OpenProteinSet provides a massive dataset of the same quality as the one used to train AlphaFold 2, which was not made available to the research community.
Proteins are the workhorses of life. Understanding their sequences and structures is key to tackling challenges ranging from designing new enzymes to developing life-saving drugs. In recent years, Deepmind’s AlphaFold 2 AI system in particular has revolutionized the field, predicting protein structures with unprecedented accuracy. But according to a new paper from researchers at Harvard University, Harvard Medical School, Columbia University, New York University, and the Flatiron Institute, progress has been hampered by a lack of open training data.
Now, an open-source database called OpenProteinSet aims to change that by providing protein alignment data on a massive scale.
OpenProteinSet provides 16 million multiple sequence alignments
A protein’s function is encoded in its amino acid sequence. Through evolution, small changes in these sequences accumulate, while the overall structure and function remain the same. Multiple sequence alignments (MSAs) are sets of evolutionarily related protein sequences aligned by inserting gaps so that matching amino acids end up in the same columns. Analysis of patterns in these MSAs provides rich insights into a protein’s structure and function.

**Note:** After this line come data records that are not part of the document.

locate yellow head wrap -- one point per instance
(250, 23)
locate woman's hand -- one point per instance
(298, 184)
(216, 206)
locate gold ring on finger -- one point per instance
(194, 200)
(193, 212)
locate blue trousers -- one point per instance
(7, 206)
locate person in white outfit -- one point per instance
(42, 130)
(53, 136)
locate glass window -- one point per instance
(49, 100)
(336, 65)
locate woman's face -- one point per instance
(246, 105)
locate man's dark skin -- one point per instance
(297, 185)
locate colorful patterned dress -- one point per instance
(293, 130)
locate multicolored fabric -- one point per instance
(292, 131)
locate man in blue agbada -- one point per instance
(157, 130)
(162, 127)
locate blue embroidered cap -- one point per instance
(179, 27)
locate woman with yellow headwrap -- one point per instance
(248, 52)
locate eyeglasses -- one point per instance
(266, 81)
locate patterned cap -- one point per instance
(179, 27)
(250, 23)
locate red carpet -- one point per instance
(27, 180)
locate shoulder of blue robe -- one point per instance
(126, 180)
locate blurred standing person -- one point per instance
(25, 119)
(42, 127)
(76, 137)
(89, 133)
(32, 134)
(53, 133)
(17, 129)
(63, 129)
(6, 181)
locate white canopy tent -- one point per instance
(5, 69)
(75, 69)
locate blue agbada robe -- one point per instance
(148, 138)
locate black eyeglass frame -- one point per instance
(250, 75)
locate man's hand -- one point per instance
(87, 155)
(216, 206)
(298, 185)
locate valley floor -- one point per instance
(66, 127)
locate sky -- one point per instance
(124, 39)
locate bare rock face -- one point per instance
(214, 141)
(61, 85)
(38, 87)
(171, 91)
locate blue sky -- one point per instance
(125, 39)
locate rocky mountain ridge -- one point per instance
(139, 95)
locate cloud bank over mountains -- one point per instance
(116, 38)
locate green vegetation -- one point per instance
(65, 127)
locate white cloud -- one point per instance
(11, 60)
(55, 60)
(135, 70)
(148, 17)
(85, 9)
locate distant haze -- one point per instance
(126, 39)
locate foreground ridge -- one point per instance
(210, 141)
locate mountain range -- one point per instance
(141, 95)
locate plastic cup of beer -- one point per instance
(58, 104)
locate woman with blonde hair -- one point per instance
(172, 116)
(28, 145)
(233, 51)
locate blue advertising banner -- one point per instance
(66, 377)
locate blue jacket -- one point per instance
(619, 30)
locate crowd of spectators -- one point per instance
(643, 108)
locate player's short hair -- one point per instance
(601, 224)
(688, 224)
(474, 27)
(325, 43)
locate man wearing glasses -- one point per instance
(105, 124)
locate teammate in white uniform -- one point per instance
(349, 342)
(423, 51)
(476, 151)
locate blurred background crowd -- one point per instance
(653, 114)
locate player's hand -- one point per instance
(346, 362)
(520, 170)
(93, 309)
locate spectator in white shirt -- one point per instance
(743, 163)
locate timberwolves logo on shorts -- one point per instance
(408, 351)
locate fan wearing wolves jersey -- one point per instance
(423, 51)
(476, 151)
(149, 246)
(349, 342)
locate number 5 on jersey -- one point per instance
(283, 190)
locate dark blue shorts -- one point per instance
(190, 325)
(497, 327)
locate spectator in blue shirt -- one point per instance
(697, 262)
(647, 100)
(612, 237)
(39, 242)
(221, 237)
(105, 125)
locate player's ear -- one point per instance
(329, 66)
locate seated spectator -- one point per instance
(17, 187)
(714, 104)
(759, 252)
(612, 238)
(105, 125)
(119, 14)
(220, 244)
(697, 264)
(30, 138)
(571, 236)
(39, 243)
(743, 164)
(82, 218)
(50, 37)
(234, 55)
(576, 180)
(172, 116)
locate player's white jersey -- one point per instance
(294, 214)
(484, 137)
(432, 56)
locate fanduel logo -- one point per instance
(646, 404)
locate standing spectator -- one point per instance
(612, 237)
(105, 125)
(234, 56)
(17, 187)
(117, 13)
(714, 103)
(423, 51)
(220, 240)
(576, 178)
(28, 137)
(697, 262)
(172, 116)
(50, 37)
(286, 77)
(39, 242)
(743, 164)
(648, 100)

MSAs have long been essential to protein research, but their usefulness exploded in 2021 with AlphaFold2, which predicts protein structures with near-experimental accuracy based on massive amounts of MSA data. While AlphaFold 2 is open source, its training data remained private.
OpenProteinSet now provides 16 million MSAs and associated data, all open source. It includes MSAs for all 140,000 proteins in the Protein Data Bank (PDB), the definitive database of experimentally determined protein structures. It also includes sequences from the UniProt knowledge base, clustered by similarity.
For PDB proteins, OpenProteinSet provides raw MSAs from multiple sequence databases. It also includes structurally similar proteins identified by searching the PDB. Predicted structures from AlphaFold2 are included for 270,000 different UniProt clusters.
Researchers recreate AlphaFold 2 with open-source dataset
The developers also used OpenProteinSet to train OpenFold, an open recreation of AlphaFold 2. According to them, OpenFold performs on par with the original, proving the sufficiency of this open data.
“With OpenProteinSet, we have greatly increased the quantity and quality of precomputed MSAs available to the molecular machine learning communities,” the team said. “The dataset has immediate applications to diverse tasks in structural biology.”
The OpenProteinSet is hosted and available on AWS.